As to mimblewimble: yes, there is a connection. You are trying to prune provably spent things. But to do that, you must know what was spent. Which means, if I spend a coin with you in Mimblewimble, the set of possible coins it could be is orders of magnitude smaller than the set of coins it could be in zcash or even Monero. Because these don't prune.
How do you "scan all spends from that epoch" with having those spends ("the data")?
You essentialy just said: "It's not holding all the data though, you just have to have all the data." ...?
As I pointed out elsewhere in this thread (see cousin comments) relying an an external 3rd party archival service doesn't solve the issue because either (a) you want the system decentralized so it needs to be within the signer's capability to run such a service, or (b) you don't do that and now you've introduced central points of failure and then what's the point?
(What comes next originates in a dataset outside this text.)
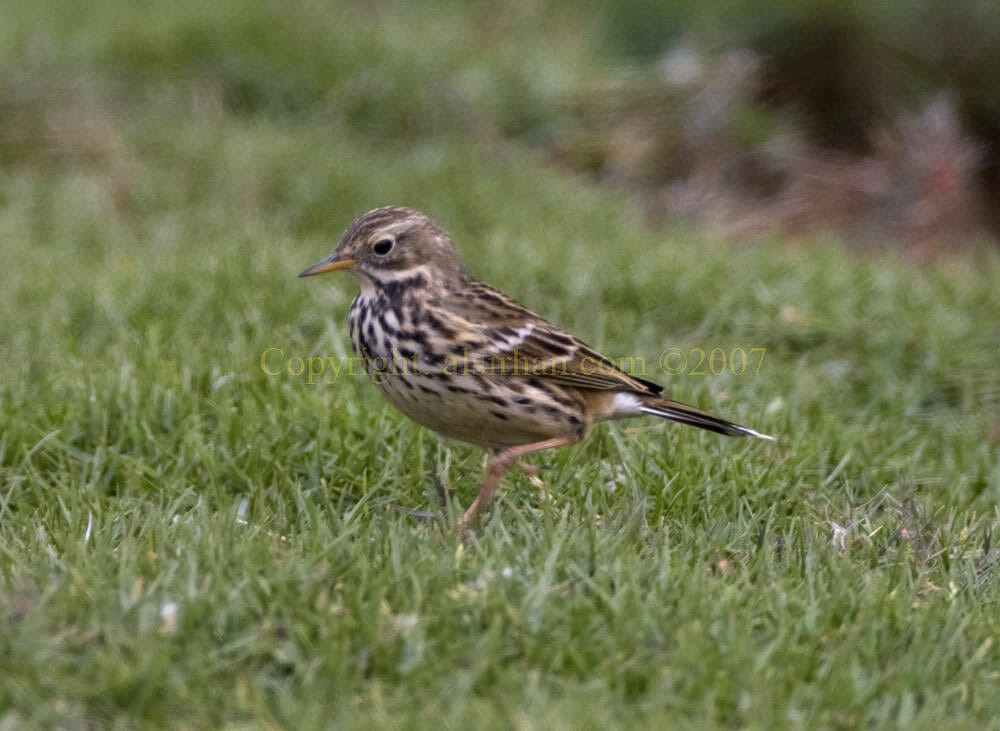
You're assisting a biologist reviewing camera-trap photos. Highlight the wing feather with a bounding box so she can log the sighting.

So the model is as follows: This network holds the last n blocks (where n is something on the order of months or years.). Spending coins within that time period is unchanged. For every coin outside of those n blocks, the user must hold about 2kb of data per coin. Every n blocks, they must scan the last n blocks before those blocks are discarded to update their state OR rely on a third party archiving service. So if n = 1 year, then oncee a year you must connect to the network and either download the years worth serial numbers from coins outside the current epoch (note that this is much smaller than the years blockchain) or just have a node scan on your behalf given your data.. If you wait longer than a year, then you are out of luck unless you find a copy.
So users must scan the entire block chain to maintain their balance. Note that this is a stronger requirement than bitcoin has! A similar amount of data needs to be synced for on bitcoin to see if the inputs were spent, but not to make a transaction. That's the key difference. There are many applications where it makes sense to have a wallet make spends while checking block data only when it is expecting a confirmation, e.g. because its keys are HSM protected. Vending machines, for example.
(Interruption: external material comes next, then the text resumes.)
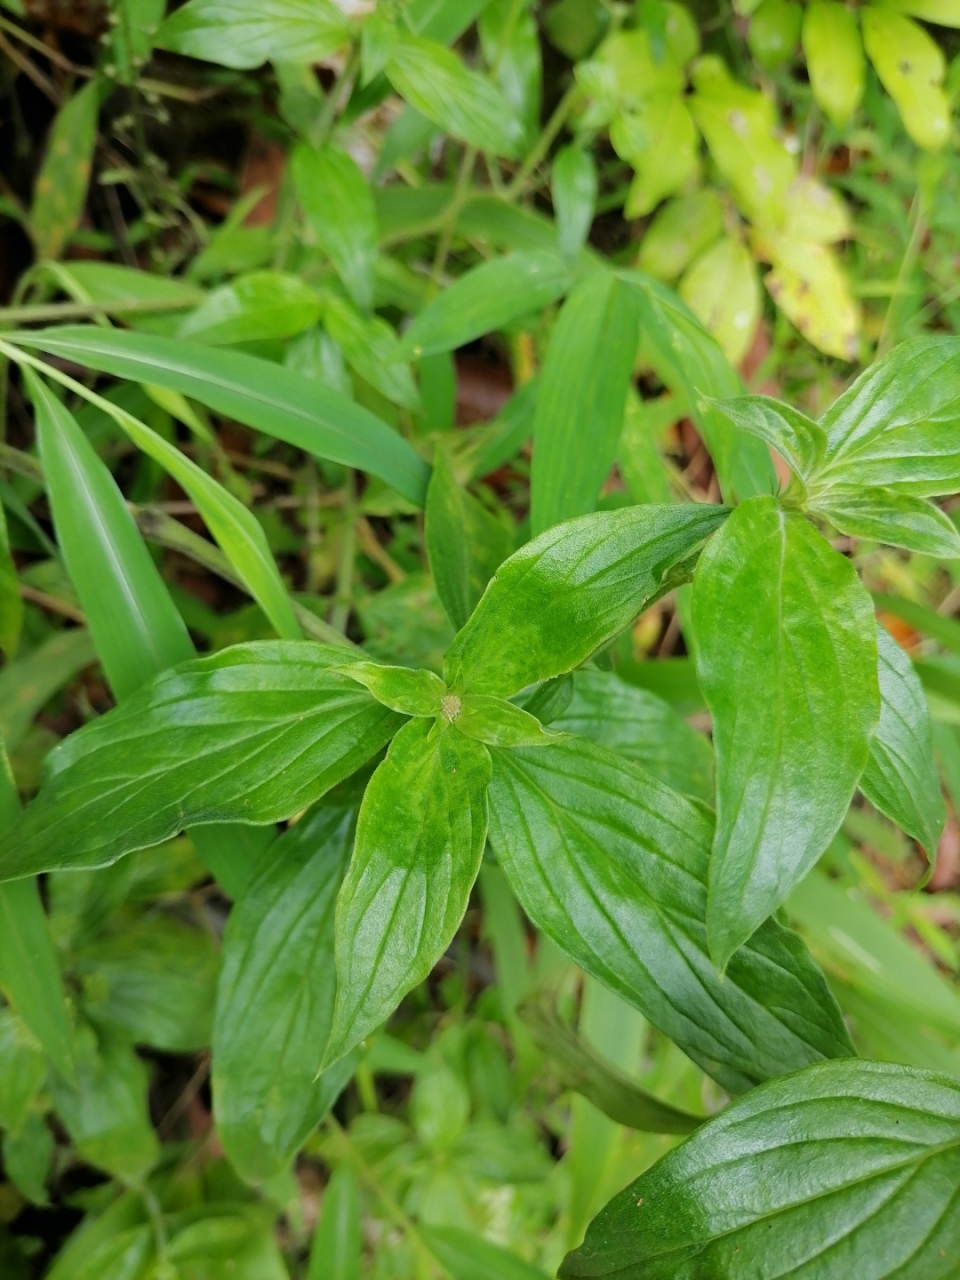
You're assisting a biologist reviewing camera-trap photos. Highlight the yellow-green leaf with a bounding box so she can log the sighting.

Bitcoin has about 2-4k inputs per block. Let's say 3k inputs every 600 seconds. A key image size depends on the crypto being used. A super conservative lower bound on size is 256 bits per key image -- smaller than either Monero or Zcash, I believe -- as general information theory says anything less than that cannot provide 128 bits of security. That's 4GB/yr or 330MB/mo. And again, that's a minimum -- Zcash for example is 9x this number as a theoretical minimum, larger when you add protocol and serialization overhead.
That's a lot of data to suck down a pay-as-you-use-it IoT 3G connection. And that's just at bitcoin's pre-segwit average usage, not even what segwit can do or levels people think bitcoin should eventually be scaled up to. However much bitcoin capacity limits are raised in the future will directly scale up these numbers.
> rely on a third party archiving service
This is not a solution. If you allow scaling to such a degree that third party archiving services are required, then you've centralized the network. Why even use a block chain at that point?
The assumption isn't that the entire blockchain is stored forever, its that users who keep year old coins can 1) receive blocks (either as they are created, or in some batched process where the batch size could be as large as you like up to e.g. 1 year) and 2) store 2k of state per coin. This is weaker assumption than that of a full node in Bitcoin (which stores the entire blockchain)but obviously stronger than an SPV client which doesn't receive blocks.
And remember, this only happens for really old coins. The data from looking at Monero's anonymous Tx's (recall there was a bug that leaked spending history) is that coins are typically spent with in a week. Not just does this mean few users will pay this cost, but the cost will actually be smaller. You don't need the entire block to update the non-memership proof for a given epoch, you only need all the serial numbers from that epoch that were in that block. Thats likely a small fraction of transactions. Zcash serial numbers are 256 bits by the way.
Yes, its a cost. But it is the price you pay for strong privacy. If you can prune transactions, its because you know their outputs have been spent. Which means those outputs don't contribute to your anonymity set.
As to mimblewimble: yes, there is a connection. You are trying to prune provably spent things. But to do that, you must know what was spent. Which means, if I spend a coin with you in Mimblewimble, the set of possible coins it could be is orders of magnitude smaller than the set of coins it could be in zcash or even Monero. Because these don't prune.